BRAUER, Acting P. J., Concurring and Dissenting.
I join in the opinion of the court except as to that part which orders remand for resentencing.
People v. Ginese (1981) 121 Cal.App.3d 468 [175 Cal.Rptr. 383] is not clear. I do not quarrel with that decision if it is merely construed to hold that where a specific age of a child is an element of a crime or a degree of a crime the court may not aggravate the defendant’s sentence on the basis of California Rules of Court, rule 421(a)(9), namely that “[t]he defendant used . . . minors in the commission of the crime.” But if Ginese is interpreted so as to preclude aggravating on the basis of a victim’s age considerably below that which is an element of the offense, Ginese is wrong1 and should not be followed. A trial judge is well within his rights in determining that a defendant is far more depraved and dangerous if he molests a nine-year-old than if he engages in the same conduct with a perhaps sexually precocious thirteen-year-old. In my view, a trial judge who points out, as this one did, that a victim of molestation was nine years of age has stated sufficient grounds for the imposition of the upper term. Rules 408 and 443 make clear that the enumeration in the rules is not exclusive and that the sentencing judge need not parrot the ponderous prose of the rules.
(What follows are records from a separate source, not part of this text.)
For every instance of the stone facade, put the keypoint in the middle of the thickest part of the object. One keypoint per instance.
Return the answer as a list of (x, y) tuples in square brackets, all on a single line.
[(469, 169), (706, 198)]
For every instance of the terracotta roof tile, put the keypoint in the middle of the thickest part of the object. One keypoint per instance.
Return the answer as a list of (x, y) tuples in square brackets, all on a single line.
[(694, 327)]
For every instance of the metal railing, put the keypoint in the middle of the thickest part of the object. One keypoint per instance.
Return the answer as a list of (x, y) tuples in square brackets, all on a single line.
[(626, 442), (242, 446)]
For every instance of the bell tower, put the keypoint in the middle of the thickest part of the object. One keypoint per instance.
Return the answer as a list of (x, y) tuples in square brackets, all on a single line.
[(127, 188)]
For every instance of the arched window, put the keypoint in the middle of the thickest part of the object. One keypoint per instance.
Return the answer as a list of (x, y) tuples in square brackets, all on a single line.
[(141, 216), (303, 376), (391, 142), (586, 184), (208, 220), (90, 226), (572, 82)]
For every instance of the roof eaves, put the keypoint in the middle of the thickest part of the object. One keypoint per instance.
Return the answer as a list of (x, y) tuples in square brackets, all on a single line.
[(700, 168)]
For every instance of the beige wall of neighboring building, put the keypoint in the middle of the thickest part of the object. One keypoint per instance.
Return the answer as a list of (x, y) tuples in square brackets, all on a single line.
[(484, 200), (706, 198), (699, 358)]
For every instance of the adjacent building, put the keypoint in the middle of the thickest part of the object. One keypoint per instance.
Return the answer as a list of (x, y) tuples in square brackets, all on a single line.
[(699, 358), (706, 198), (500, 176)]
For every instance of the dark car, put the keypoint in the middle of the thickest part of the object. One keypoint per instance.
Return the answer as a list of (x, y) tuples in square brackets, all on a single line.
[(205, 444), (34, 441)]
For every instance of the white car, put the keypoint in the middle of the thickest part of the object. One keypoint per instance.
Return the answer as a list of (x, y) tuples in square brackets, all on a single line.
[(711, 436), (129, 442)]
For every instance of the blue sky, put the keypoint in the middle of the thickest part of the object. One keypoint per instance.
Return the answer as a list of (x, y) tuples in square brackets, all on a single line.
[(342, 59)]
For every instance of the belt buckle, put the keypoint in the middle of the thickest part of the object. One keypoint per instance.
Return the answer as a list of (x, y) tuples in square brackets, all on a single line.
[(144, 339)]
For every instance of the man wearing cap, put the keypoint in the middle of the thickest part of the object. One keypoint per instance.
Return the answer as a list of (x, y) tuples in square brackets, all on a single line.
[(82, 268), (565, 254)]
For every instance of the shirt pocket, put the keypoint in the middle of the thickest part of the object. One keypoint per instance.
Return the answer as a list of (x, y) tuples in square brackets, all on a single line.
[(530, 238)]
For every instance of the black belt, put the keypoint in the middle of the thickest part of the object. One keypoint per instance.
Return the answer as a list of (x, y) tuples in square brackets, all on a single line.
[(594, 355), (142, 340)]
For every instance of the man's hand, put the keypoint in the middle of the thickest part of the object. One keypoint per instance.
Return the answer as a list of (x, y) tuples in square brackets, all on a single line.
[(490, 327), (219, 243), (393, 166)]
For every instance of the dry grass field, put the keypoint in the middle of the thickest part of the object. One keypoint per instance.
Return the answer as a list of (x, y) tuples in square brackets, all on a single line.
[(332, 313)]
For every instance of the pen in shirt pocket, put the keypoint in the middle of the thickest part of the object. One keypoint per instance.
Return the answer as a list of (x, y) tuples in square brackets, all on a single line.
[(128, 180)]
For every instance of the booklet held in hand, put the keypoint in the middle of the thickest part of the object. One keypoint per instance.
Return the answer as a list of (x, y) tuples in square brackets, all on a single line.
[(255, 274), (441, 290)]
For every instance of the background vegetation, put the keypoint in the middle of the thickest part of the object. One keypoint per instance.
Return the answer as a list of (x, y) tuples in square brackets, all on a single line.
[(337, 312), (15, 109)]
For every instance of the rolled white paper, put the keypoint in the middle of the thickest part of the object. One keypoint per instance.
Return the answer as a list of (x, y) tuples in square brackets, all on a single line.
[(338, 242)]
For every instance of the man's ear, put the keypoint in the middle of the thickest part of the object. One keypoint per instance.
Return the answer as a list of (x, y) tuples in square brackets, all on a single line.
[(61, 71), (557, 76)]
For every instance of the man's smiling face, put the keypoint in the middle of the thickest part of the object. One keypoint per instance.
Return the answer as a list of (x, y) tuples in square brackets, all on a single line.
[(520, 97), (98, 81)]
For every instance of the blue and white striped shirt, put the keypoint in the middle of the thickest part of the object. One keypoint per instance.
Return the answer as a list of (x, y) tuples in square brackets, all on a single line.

Appellant’s petition for review by the Supreme Court was denied October 13, 1988, Broussard, J., was of the opinion that the petition should be granted.

Ginese derives solace from the entirely unexceptionable but different case of People v. Flores (1981) 115 Cal.App.3d 924 [171 Cal.Rptr. 777]. There the dividing line was 16 years of age, the victims were between 14 and 16 years old, and the sentencing judge gave no reason except that “the victims were particularly vulnerable due to their young age."